AEP / Coal / Duke Energy / FirstEnergy / Ohio Utility Bailouts

Money pit or fuel hedge? In Midwest, it depends who’s paying

Ohio Valley Electric Corp.’s 1,304-megawatt Clifty Creek coal plant in Madison, Ind. Crowezr/Wikipedia

WASHINGTON, DC — “How can two companies tell a federal judge that the 60-year-old coal plants are a financial albatross and simultaneously argue to utility regulators that the plants are a good investment for consumers? And rely on the work of the same consultant? The answer depends on who’s paying the bill.

Unlike industries vulnerable to disruptors such as Amazon.com Inc. and Uber Technologies Inc., electric utilities — even those in deregulated markets like Ohio — continue to press lawmakers and regulators to shield them from competition. And they’re doing so by playing on fears that letting plants shut down will lead to a shortage that will result in a price shock — or, worse yet, the lights going out.

…So far, two Ohio utilities, American Electric Power Co.’s Ohio utility and Dayton Power and Light Co., have gotten approval from Ohio regulators to subsidize the plants in the name of stabilizing consumer rates until at least 2024.

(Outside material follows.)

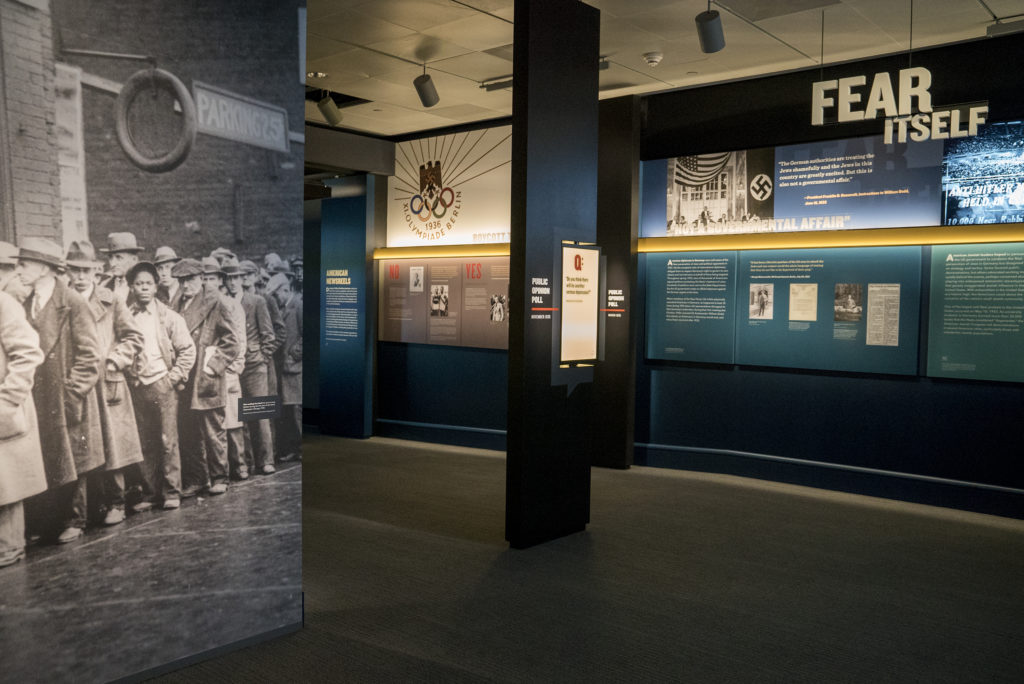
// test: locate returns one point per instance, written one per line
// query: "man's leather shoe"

Those decisions are being appealed. The Office of the Ohio Consumers’ Counsel is challenging the AEP order at the Ohio Supreme Court, and environmental groups have asked PUCO to reopen the Dayton Power and Light case. The Duke request is still pending.

Other disputes involving the same troubled plants are playing out before the Ohio Legislature and state Supreme Court, the Federal Energy Regulatory Commission, and the U.S. bankruptcy court.”